I wrote out a long argument, but on second thought, Louie's plan doesn't sound too bad for Strongman. Since Strongman is highly lactic, it's more limited by strength than anything else. I'm sure the GPP and Strongman accessories is where a lot of conditioning comes into play.
In general though, maximal strength doesn't exactly carry over to endurance. You may be able to do 20 pullups or so from having a lot of pulling maximal strength, but you won't have the aerobic capacity or power to buffer lactate accumulation. With the same maximal strength, if you did some endurance training, you'd be able to do 30+ pullups. That's not taking into account increased recovery ability after one set.

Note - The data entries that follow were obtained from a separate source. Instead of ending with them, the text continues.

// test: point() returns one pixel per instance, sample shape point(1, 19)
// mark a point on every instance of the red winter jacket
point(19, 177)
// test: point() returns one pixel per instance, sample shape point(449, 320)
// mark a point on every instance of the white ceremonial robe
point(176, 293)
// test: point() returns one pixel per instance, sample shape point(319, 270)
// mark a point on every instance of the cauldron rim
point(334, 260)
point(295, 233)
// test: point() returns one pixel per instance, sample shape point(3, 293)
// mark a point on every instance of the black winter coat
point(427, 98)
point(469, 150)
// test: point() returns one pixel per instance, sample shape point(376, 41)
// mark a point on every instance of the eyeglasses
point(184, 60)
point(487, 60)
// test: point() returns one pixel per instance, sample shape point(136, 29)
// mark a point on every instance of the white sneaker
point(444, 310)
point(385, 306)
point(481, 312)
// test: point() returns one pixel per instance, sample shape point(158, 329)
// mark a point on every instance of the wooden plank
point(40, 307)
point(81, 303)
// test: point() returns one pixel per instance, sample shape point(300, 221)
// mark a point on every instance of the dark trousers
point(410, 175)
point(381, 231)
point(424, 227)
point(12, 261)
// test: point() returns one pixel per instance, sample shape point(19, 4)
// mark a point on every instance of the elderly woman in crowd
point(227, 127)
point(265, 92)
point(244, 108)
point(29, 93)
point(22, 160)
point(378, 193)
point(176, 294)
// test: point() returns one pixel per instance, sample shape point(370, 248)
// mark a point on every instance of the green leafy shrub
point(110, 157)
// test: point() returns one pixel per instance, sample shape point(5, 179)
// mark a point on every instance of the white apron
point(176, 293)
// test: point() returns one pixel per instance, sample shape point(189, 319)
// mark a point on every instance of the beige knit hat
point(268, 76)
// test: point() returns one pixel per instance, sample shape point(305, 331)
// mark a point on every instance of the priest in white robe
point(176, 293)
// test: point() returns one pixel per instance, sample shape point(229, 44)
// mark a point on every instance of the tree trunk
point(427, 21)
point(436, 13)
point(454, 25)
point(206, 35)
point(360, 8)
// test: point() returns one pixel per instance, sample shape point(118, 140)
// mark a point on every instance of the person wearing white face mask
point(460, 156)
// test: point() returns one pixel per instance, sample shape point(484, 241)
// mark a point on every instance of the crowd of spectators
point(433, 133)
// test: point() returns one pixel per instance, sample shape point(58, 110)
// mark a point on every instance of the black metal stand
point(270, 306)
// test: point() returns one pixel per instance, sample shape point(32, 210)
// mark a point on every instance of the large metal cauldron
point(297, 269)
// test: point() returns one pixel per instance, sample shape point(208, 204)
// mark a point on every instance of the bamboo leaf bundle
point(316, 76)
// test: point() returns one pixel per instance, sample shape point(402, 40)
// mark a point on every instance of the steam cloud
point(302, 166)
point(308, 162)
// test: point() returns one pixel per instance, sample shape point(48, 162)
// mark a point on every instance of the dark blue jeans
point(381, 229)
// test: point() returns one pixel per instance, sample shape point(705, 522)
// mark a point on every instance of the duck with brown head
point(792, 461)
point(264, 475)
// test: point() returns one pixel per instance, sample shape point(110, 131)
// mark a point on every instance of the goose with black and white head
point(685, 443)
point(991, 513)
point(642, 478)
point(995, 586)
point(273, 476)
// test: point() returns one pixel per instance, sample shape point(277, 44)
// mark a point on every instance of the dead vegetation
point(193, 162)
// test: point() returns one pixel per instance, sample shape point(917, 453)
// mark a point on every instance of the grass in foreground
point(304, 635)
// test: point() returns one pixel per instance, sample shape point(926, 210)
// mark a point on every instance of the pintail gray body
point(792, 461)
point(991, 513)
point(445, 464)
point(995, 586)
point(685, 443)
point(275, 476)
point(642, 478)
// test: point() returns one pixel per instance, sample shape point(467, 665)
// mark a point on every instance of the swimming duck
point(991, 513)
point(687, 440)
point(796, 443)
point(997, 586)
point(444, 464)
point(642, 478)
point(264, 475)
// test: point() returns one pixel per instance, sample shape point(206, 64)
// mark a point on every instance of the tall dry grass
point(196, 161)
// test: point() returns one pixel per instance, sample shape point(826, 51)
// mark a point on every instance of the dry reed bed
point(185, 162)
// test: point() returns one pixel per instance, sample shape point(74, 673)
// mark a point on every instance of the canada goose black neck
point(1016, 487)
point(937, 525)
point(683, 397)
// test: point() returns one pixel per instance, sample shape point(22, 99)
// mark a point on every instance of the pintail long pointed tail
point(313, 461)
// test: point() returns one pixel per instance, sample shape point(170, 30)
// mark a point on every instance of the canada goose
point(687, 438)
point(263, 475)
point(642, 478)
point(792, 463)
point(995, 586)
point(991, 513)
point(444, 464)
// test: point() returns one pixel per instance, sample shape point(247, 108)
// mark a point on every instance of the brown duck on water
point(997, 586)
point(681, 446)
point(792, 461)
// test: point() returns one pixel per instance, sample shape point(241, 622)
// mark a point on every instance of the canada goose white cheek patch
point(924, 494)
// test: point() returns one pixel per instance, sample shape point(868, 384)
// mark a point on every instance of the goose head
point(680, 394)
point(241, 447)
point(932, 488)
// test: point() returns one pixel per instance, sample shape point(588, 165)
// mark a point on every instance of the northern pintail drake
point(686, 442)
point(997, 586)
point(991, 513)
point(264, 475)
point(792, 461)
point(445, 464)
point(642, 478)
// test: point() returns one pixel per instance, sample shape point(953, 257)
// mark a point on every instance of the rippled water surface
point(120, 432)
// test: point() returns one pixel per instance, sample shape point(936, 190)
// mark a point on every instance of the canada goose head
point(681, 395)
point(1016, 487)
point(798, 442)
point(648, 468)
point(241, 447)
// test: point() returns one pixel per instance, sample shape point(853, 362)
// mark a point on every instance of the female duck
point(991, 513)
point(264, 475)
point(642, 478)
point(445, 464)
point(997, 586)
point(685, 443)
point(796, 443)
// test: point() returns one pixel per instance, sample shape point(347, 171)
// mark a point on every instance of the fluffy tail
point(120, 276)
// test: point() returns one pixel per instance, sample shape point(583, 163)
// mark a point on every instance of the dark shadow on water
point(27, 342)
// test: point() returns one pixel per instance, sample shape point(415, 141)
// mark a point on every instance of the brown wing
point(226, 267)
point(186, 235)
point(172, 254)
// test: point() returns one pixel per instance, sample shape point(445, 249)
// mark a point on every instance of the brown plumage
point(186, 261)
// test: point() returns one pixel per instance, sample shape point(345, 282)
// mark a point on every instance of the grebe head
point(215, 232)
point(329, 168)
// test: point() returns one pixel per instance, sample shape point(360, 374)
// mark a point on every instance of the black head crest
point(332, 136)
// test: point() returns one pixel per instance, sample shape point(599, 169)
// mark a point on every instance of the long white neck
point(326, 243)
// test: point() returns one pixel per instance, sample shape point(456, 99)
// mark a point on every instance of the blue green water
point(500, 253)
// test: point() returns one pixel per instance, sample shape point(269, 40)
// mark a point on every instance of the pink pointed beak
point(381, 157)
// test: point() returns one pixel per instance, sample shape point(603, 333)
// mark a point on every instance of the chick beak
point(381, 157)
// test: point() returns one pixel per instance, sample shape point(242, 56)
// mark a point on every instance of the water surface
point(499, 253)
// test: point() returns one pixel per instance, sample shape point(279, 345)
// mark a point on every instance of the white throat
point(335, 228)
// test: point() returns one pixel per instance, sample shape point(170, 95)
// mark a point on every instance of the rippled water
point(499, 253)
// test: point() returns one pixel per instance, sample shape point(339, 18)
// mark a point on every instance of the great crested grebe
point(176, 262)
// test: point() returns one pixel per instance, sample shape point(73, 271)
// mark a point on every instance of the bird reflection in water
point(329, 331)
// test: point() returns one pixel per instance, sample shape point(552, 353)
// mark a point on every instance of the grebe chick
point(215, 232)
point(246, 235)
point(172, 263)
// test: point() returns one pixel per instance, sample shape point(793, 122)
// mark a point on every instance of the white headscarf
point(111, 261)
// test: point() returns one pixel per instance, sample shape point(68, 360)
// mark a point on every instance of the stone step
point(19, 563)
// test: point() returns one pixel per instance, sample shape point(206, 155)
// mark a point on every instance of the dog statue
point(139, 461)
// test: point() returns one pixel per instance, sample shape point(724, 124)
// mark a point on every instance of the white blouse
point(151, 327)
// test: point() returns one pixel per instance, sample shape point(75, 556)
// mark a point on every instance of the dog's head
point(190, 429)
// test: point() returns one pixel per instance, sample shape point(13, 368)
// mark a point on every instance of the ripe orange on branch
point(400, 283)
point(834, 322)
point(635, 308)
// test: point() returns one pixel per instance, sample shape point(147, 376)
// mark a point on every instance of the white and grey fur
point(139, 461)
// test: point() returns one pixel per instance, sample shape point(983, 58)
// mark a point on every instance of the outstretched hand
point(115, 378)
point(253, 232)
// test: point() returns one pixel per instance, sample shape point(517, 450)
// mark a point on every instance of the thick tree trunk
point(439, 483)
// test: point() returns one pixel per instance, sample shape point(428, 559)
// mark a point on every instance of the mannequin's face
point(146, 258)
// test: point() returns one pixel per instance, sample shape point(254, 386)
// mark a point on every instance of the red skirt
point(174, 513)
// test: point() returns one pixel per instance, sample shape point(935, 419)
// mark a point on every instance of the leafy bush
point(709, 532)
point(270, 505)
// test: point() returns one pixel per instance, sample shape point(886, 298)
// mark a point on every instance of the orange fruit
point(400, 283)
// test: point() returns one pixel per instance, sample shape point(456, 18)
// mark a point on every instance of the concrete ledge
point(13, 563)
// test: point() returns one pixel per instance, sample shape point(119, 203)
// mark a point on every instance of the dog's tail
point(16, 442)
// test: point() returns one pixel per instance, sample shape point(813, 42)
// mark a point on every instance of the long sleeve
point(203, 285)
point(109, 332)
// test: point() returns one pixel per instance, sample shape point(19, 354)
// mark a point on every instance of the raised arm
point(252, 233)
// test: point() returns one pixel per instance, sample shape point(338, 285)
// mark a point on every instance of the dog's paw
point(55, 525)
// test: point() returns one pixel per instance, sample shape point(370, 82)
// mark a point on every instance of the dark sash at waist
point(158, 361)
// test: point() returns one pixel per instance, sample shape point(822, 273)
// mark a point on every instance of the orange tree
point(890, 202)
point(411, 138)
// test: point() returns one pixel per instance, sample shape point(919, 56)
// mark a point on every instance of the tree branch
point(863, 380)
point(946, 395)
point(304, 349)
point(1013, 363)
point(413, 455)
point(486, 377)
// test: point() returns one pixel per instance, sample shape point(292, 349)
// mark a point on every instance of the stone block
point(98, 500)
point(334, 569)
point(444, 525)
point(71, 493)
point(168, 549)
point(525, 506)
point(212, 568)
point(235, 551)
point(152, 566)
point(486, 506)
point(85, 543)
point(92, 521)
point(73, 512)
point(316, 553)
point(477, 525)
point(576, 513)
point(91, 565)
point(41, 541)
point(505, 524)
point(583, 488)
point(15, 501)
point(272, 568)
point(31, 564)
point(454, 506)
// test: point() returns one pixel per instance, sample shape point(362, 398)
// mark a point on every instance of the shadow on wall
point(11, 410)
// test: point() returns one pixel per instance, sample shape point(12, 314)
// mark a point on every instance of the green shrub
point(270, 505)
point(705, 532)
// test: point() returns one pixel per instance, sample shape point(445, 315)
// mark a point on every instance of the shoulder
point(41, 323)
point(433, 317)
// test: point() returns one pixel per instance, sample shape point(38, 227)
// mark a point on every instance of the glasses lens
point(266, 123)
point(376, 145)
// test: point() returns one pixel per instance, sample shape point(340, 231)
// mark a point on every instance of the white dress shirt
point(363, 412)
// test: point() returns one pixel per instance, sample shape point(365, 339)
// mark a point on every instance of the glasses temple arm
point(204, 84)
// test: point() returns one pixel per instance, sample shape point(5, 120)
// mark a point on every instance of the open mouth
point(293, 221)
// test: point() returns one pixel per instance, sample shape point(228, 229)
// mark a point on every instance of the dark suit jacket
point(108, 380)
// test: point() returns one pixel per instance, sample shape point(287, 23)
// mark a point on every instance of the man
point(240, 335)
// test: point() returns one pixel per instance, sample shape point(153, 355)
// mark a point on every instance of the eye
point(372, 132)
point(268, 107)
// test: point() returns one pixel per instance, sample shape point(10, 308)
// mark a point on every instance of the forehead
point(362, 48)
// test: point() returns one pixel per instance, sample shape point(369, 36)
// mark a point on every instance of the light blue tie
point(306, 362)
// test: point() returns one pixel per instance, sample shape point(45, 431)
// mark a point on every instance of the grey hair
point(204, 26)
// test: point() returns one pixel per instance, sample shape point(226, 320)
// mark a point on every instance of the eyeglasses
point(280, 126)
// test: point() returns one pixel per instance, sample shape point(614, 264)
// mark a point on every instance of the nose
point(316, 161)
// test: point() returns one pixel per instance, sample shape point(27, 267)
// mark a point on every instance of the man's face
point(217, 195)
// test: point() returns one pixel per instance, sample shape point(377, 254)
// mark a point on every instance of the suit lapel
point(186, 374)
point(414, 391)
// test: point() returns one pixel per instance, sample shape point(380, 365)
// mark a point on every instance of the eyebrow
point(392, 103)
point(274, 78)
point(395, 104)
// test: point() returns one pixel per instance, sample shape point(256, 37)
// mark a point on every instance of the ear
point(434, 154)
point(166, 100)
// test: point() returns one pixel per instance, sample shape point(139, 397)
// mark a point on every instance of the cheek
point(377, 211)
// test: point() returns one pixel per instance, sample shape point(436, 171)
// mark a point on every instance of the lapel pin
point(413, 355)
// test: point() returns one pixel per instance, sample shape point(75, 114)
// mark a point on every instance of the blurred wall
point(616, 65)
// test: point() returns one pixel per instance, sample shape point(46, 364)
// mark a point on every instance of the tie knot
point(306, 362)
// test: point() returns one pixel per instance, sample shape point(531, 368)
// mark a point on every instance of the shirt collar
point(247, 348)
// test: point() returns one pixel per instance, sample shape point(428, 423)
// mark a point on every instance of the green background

Plus, looking at it from the size principle, with ME method, only the highest threshold fibers are fatigued. With the Repeated Effort or just higher reps in general, more fibers are fatigued. The ME method just doesn't fatigue enough fibers to help much with endurance. However, it depends on the weight, whether it's more beneficial working on strength endurance or maximal strength. If you're deadlifting 400 lbs for reps, and your max deadlift is 750 or so, then it may be more beneficial to work on strength endurance. For Louie's example of deadlifting 700 lbs for reps with a max of 800, that's 87.5% of your 1-RM. No need for strength endurance there.
For most other sports outside of Strongman, however, getting stronger to have more endurance is usually not the smartest approach, unless you're thinking long term. Conditioning for a more general fitness sport requires cardiac, vascular, and muscular adaptations that aren't really addressed by maximal strength work.